Binary Search
Binary Search
Binary search takes a sorted array and repeatedly divides it in half, checking whether an item searched for is at the mid-point. If you were to just traverse the array, you would have a runtime of \(O(n)\). But because you are using divide and conquer (repeatedly halving to reduce the search space), you have a runtime of \(O(\log n)\).
Imports
# python standard library
from math import log
# pypi
from expects import (
equal,
expect,
)
Constants
NOT_FOUND = -1
Linear Search
The naive way is to just traverse the list.
def linear_search(a, x, verbose=True):
"""Brute-force search
Args:
a (list): source to search
x : Item to search for
verbose (bool): Emit number of loops
Returns:
int: index of x in a or -1 if not found
"""
counter = 0
for i in range(len(a)):
if verbose:
counter += 1
print("Loop {}".format(counter))
if a[i] == x:
return i
return NOT_FOUND
Interestingly, if you submit this it will time out.

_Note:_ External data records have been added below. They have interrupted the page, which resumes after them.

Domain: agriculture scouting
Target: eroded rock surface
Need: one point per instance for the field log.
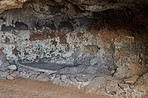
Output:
(100, 46)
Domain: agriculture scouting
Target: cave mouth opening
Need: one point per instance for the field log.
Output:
(76, 44)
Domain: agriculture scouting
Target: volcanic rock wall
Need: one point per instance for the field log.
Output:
(103, 42)
(61, 32)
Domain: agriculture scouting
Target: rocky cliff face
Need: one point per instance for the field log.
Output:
(97, 34)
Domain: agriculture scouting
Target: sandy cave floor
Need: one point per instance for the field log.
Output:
(26, 88)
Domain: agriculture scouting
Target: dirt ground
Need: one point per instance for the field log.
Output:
(26, 88)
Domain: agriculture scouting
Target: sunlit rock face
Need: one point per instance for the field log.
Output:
(89, 36)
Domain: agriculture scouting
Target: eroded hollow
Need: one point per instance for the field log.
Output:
(62, 37)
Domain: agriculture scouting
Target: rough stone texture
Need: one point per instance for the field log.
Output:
(101, 42)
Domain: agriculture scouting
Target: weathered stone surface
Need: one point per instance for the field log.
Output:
(132, 80)
(43, 77)
(12, 67)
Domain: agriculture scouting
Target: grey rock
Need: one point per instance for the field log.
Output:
(43, 77)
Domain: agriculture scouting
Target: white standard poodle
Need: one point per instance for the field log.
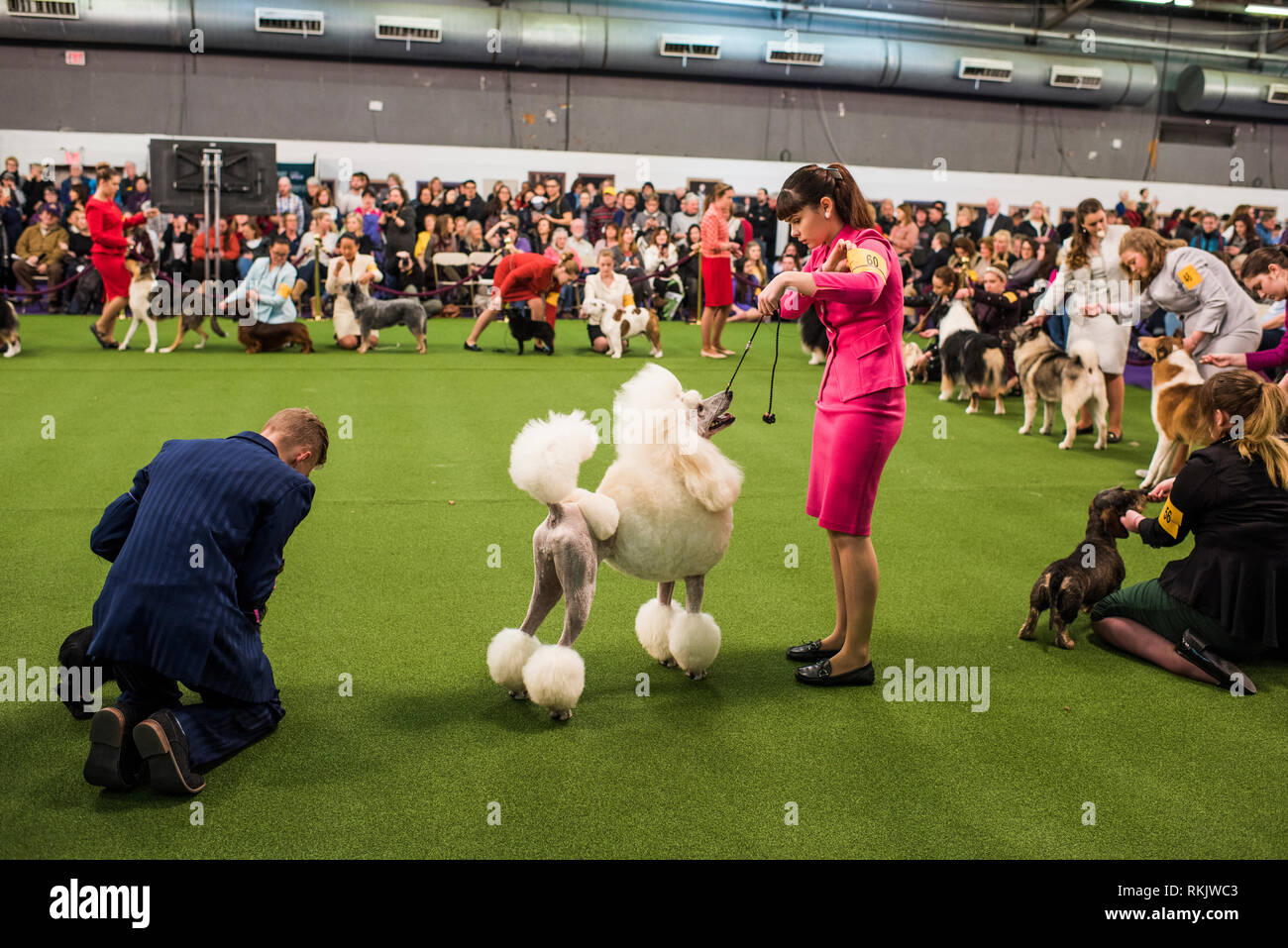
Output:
(664, 513)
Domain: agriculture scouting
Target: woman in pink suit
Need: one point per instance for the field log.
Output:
(107, 228)
(854, 283)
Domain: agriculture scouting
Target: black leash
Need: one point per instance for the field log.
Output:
(768, 417)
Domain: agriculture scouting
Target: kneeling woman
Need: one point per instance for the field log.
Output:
(532, 278)
(1229, 597)
(854, 283)
(1265, 273)
(605, 292)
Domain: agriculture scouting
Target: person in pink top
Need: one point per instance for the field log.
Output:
(853, 281)
(1265, 272)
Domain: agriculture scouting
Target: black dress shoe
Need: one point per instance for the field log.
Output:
(114, 760)
(163, 749)
(820, 674)
(810, 652)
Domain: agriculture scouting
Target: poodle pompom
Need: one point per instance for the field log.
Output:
(695, 640)
(554, 678)
(506, 655)
(546, 455)
(600, 511)
(653, 627)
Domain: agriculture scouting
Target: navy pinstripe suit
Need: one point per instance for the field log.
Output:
(196, 545)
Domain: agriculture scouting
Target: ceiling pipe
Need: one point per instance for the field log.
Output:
(996, 29)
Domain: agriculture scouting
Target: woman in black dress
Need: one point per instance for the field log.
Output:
(1229, 597)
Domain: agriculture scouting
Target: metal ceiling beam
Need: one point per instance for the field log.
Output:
(1069, 9)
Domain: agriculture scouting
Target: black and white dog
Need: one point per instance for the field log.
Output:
(971, 360)
(378, 314)
(1069, 380)
(9, 342)
(812, 337)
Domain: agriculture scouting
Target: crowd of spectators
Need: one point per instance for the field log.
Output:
(651, 235)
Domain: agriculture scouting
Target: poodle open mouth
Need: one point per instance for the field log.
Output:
(719, 423)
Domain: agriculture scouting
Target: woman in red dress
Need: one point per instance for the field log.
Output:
(107, 230)
(526, 277)
(716, 270)
(854, 283)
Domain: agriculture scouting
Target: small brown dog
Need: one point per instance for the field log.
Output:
(266, 337)
(1087, 575)
(1173, 404)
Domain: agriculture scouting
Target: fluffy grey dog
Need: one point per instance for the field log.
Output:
(378, 314)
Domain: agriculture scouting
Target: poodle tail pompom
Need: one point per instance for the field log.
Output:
(695, 639)
(506, 655)
(555, 677)
(548, 454)
(653, 627)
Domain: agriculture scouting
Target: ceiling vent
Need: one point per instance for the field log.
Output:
(277, 20)
(53, 9)
(986, 69)
(1077, 77)
(690, 47)
(408, 29)
(794, 53)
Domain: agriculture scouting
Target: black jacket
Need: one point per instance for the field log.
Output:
(1237, 571)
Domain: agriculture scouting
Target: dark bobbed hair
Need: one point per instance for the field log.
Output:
(807, 185)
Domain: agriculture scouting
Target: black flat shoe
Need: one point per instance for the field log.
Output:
(810, 652)
(1201, 655)
(820, 674)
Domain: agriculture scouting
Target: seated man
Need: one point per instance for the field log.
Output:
(42, 249)
(266, 292)
(196, 546)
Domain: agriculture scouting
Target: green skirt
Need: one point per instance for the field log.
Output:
(1154, 608)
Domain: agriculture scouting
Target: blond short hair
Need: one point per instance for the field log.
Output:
(301, 428)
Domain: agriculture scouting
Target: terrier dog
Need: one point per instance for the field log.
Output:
(378, 314)
(265, 337)
(1052, 376)
(524, 327)
(664, 513)
(9, 342)
(812, 337)
(141, 262)
(619, 325)
(1087, 575)
(971, 360)
(1173, 406)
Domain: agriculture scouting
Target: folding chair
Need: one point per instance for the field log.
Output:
(449, 266)
(481, 285)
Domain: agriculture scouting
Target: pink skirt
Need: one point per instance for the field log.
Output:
(851, 443)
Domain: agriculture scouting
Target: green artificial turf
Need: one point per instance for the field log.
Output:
(387, 579)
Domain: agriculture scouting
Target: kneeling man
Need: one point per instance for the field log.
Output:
(196, 546)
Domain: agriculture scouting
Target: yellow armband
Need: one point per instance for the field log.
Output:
(863, 261)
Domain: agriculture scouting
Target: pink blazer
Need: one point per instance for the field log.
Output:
(863, 316)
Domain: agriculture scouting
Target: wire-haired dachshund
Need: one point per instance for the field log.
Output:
(1087, 575)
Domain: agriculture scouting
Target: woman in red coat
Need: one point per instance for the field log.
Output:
(526, 277)
(107, 230)
(854, 283)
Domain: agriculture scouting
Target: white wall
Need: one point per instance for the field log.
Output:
(666, 171)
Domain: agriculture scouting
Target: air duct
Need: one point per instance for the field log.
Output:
(1218, 91)
(510, 39)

Failed case #32/36: time limit exceeded (Time used: 9.98/5.00, memory used: 40480768/536870912.)
The Algorithm
This is given as part of the problem statement.
def binary_search(K, q, verbose=False):
"""Finds the index of an item in the list
Args:
K (list): A sorted list of integers
q (int): the item to search for
verbose (bool): if true, emit the number of loops done
Returns:
int: index of q in K or -1 if not found
"""
min_index, max_index = 0, len(K) - 1
counter = 0
while max_index >= min_index:
if verbose:
counter += 1
print("In loop {} - {}:{}".format(counter, min_index, max_index))
mid_index = (min_index + max_index)//2
if K[mid_index] == q:
return mid_index
elif K[mid_index] < q:
min_index = mid_index + 1
else:
max_index = mid_index - 1
return NOT_FOUND
Testing
q = 9
K = [1, 3, 7, 8, 9, 12, 15]
expected = 4
actual = binary_search(K, q, True)
expect(actual).to(equal(expected))
Looking at the output you can see that after finding that the middle element didn't match q it searched the upper half of the list (by raising the Minimum Index to 4) and then found q at the point where the Minimum and Maximum Index were equal.
We can compare this to the linear search.
actual = linear_search(K, q)
expect(actual).to(equal(expected))
It works but it takes a little longer. You can see the theoretical (Big-O) runtimes are different as well.
print("O(n): {}".format(len(K)))
print("O(log n): {:.2f}".format(log(len(K), 2)))
Sorted Array Multiple Search Problem
Because you need at least a linear runtime to read in the inputs, the grader can't tell that our search took less time than it took to read in the list. Because of this they set up a slightly harder problem to solve which can be graded.
Problem | Search multiple keys in a sorted sequence of keys |
Input | A sorted array \(K=[k_0,\ldots,k_{n-1}]\) of integers and \(Q=[q_0,\ldots,q_{n-1}\)] |
Output | For each \(q_i\), its index in \(K\) or \(-1\) if it isn't in \(K\) |
Constraints | \(1\le n, m \le 10^4,1 \le k_i \le 10^9\) for all \(0\le i < n;1 \le q_j \le 10^9\) for all \(0 \le j |
Implementation
def multiple_search(source, keys):
"""Searches the source for the keys
Args:
source (list): sorted list of search items
keys (list): items to search for in the source
Returns:
list: indices of keys in source
"""
return [binary_search(source, key) for key in keys]
I wrote this based on the problem statement, but if you look at the sample code they actually do the iteration themselves so you only need to implement binary_search
.
Sample
Inputs
1 5 8 12 13 8 1 23 1 11
Outputs
2 0 -1 0 -1
class TestKeys:
source = 'source'
search_terms = 'search-terms'
expected = 'outputs'
TEST_CASES = dict(
one={
TestKeys.source: [1, 3, 7, 8, 9, 12, 15],
TestKeys.search_terms: [9, 56, 3, 55, 1],
TestKeys.expected: [4, -1, 1, -1, 0],
},
two={
TestKeys.source: [1, 5, 8, 12, 13],
TestKeys.search_terms: [8, 1, 23, 1, 11],
TestKeys.expected: [2, 0, -1, 0, -1],
}
)
Testing
for example, case in TEST_CASES.items():
print(example)
expected = case[TestKeys.expected]
actual = multiple_search(case[TestKeys.source],
case[TestKeys.search_terms])
expect(actual).to(equal(expected))
Grading
The binary search improves quite a bit over the linear search, passing the grader.
Good job! (Max time used: 0.69/5.00, max memory used: 40230912/536870912.)